The Shona Symptom Questionnaire

Information about Measure
First Name Patel
Last Name Vikram
Email Not Available
Affiliation Harvard Medical School, Institute of Global Health and Social Medicine
Other means of contacting author (e.g., website, Academia.edu, ResearchGate)
Mental health assessment tool that was adapted/developed/validated The Shona Symptom Questionnaire
Mental health condition assessed Common Mental Health Disorders
Idiom of distress included, if any Not Applicable
Lifestage of interest Adult (General)
Age range (age – age) 16 – 65
Country or countries where tool was developed/adapted/validated Zimbabwe
Language(s) of the adapted/developed/validated tool Shona
Clinical or community sample? Other
Subpopulation in which tool was developed/validated (e.g., tool was developed and tested among middle-class women)? The tool was validated in clinical samples drawn from primary health care clinics, traditional medical practitioners, and community residents.
Development procedures locally-developed, validated
If validated, what was the gold standard?

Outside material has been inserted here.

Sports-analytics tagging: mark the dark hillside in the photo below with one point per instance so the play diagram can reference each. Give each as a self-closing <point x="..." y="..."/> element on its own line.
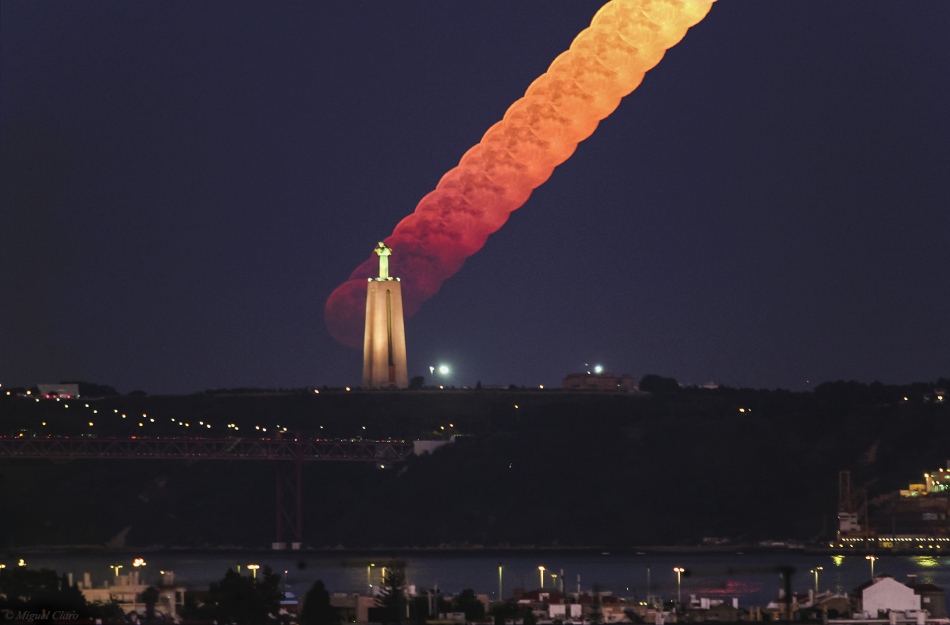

The Revised Clinician Interview Schedule (Shona translation) and clinician rated ‘caseness’
Description of other development procedures, if applicable The SSQ items were developed from focus groups and interviews with community members, traditional medical practitioners, and expert panel review.
Cronbach’s alpha 0.85
Sensitivity 0.82
Spec 0.7
Other information about tool (e.g., additional psychometrics [NPV, PPV, Youden’s index, diagnostic odds ratio]) The validation sample (n=302) was drawn from community residents, primary care clinics, and traditional medical providers. Specificity and sensitivity above are reported at a cutoff of 5/6. At this cutoff, PPV=.58 and NPV =.89.
Citations of development/adaptation/validation studies and/or previous studies using the tool Patel, V., Simunyu, E., Gwanzura, F., Lewis, G., & Mann, A. (1997). The Shona Symptom Questionnaire: the development of an indigenous measure of common mental disorders in Harare. Acta Psychiatrica Scandinavica95(6), 469–475. doi: 10.1111/j.1600-0447.1997.tb10134.x
Notes when administering the tool The scale is developed to be administered as self-report or read aloud by a literate lay-person. The SSQ is a 14 item questionnaire that asks if subjects have experienced a symptom in the last week (1= yes, 0= no). The total score is used.